Ticket #2079 (closed defect: fixed)

Opened 10 months ago

Last modified 10 months ago

Crash in pjsip due to race condition in account's keep alive timer

Reported by: ming Owned by: bennylp
Priority: normal Milestone: release-2.8
Component: pjsua-lib Version: trunk
Keywords: Cc:
Backport to 1.x milestone: Backported: no

Description

Scenario:

  • An active account re-registers
  • The re-registration fails (such as when the DNS resolution times out after 10 seconds)
  • At exactly the same time, the keep-alive timer fires.

The issue was consistently reproducible under a very high network load, with the re-registration interval set to 5 seconds, DNS timeout default (10 seconds) and keepalive interval default (15 seconds). Since 5+10 seconds == 15 seconds, the 2 events coincide and lead to the following backtrace:

Thread #1 (Suspended : Signal : SIGSEGV:Segmentation fault)	
	keep_alive_timer_cb() at pjsua_acc.c:1,981 0x76bcb424	
	pj_timer_heap_poll() at timer.c:643 0x76e43244	
	pjsip_endpt_handle_events2() at sip_endpoint.c:713 0x76cc0dd8	
	worker_thread() at pjsua_core.c:695 0x76bde404	
Thread #2
	__pthread_mutex_unlock_usercnt() at pthread_mutex_unlock.c:66 0x4940a4d8 
	__GI___pthread_mutex_unlock() at pthread_mutex_unlock.c:315 0x4940a588 
	pj_mutex_unlock() at os_core_unix.c:1,323 0x76e4241c 
	PJSUA_UNLOCK() at pjsua_internal.h:584 0x76be4244 
	pjsua_acc_set_registration() at pjsua_acc.c:2,682 0x76be4244 
	pj::Account::getInfo() at account.cpp:737 0x76e86438 

There are two problems here:

  • timer.c: pj_timer_heap_poll() places the timer onto the freelist and releases the global lock before calling the callback -- thus the callback may operate on a timer already freed!
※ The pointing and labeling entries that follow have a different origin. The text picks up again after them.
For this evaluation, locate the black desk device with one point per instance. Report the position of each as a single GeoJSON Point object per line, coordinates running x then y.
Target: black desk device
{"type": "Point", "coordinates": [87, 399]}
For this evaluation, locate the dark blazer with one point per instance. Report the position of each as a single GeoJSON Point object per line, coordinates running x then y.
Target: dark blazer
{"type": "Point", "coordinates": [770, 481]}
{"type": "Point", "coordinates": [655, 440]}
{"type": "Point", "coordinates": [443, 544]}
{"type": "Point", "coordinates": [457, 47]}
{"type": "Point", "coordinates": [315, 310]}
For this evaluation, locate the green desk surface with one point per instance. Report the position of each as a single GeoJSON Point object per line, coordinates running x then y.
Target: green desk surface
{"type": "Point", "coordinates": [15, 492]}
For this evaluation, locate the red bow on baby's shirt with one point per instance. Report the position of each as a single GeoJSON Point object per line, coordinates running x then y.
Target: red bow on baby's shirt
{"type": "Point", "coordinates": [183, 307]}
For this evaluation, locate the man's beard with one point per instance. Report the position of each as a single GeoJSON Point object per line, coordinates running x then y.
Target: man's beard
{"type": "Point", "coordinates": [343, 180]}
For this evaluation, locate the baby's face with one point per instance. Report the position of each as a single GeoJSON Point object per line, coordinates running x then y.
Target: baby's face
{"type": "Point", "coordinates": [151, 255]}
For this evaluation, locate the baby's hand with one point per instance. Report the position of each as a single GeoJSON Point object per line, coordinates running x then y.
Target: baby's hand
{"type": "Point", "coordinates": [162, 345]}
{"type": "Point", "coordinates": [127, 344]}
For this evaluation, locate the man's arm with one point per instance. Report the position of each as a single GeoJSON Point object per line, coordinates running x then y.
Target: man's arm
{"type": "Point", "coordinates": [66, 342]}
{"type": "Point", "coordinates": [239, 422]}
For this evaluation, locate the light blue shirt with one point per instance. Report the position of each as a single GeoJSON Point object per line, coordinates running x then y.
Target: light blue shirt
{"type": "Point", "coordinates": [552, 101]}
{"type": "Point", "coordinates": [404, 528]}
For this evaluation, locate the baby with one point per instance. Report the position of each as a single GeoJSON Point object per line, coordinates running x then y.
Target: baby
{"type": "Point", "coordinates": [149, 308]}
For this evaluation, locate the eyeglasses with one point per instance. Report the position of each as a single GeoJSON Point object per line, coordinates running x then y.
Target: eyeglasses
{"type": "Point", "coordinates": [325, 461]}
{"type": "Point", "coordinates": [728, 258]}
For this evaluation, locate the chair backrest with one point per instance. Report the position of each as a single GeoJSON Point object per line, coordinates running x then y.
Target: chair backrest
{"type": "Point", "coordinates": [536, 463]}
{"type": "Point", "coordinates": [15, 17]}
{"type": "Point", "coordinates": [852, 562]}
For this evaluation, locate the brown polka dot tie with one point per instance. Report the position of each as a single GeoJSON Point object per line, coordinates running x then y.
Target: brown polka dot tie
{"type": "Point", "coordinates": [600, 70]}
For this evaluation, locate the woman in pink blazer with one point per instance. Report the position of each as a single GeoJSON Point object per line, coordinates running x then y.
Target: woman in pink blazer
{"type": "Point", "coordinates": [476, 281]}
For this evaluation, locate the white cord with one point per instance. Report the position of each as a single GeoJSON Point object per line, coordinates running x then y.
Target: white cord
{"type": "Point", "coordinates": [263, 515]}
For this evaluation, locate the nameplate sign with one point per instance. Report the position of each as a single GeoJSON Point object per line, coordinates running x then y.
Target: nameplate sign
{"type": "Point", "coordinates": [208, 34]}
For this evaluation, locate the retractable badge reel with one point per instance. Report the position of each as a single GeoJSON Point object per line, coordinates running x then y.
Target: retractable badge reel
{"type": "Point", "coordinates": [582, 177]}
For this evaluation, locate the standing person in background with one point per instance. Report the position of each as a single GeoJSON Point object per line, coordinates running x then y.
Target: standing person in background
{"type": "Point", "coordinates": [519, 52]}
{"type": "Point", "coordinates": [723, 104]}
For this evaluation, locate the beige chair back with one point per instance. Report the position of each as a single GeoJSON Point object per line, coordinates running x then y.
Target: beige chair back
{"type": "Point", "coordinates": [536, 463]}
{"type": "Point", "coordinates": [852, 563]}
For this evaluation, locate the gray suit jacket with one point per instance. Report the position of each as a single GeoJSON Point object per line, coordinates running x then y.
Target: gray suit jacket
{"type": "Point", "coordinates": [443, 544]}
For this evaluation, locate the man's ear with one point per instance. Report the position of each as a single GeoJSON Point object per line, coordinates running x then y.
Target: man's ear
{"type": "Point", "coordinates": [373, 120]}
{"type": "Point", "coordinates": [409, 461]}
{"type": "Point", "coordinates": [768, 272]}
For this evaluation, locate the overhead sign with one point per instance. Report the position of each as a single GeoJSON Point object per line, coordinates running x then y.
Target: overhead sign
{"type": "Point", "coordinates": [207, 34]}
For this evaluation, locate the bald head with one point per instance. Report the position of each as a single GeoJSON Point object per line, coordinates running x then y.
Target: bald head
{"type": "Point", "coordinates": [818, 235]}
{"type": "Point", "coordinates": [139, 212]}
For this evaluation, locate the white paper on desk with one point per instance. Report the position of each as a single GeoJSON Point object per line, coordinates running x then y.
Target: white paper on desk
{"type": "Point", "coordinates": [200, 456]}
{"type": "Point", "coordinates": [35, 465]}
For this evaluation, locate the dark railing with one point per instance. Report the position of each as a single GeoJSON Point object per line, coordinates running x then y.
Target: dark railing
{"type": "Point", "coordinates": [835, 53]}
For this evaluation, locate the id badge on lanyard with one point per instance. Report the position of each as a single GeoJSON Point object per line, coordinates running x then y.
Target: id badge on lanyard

Proposed fix: keep timer_entry out of the freelist until the callback is done.
  • pjsua_acc.c: Even with the 1st issue fixed, the account registration could still be canceled "exactly when the callback fires", because the lock is released before the callback ... thus putting NULL into the ka_transport thus causing the crash. Proposed fix: protect against NULL in ka_transport.

Thanks to Martin Oberhuber for the report and the patch.

Change History

comment:1 Changed 10 months ago by ming

  • Status changed from new to closed
  • Resolution set to fixed

In 5720:

Fixed #2079: Crash in pjsip due to race condition in account's keep alive timer

Note: See TracTickets for help on using tickets.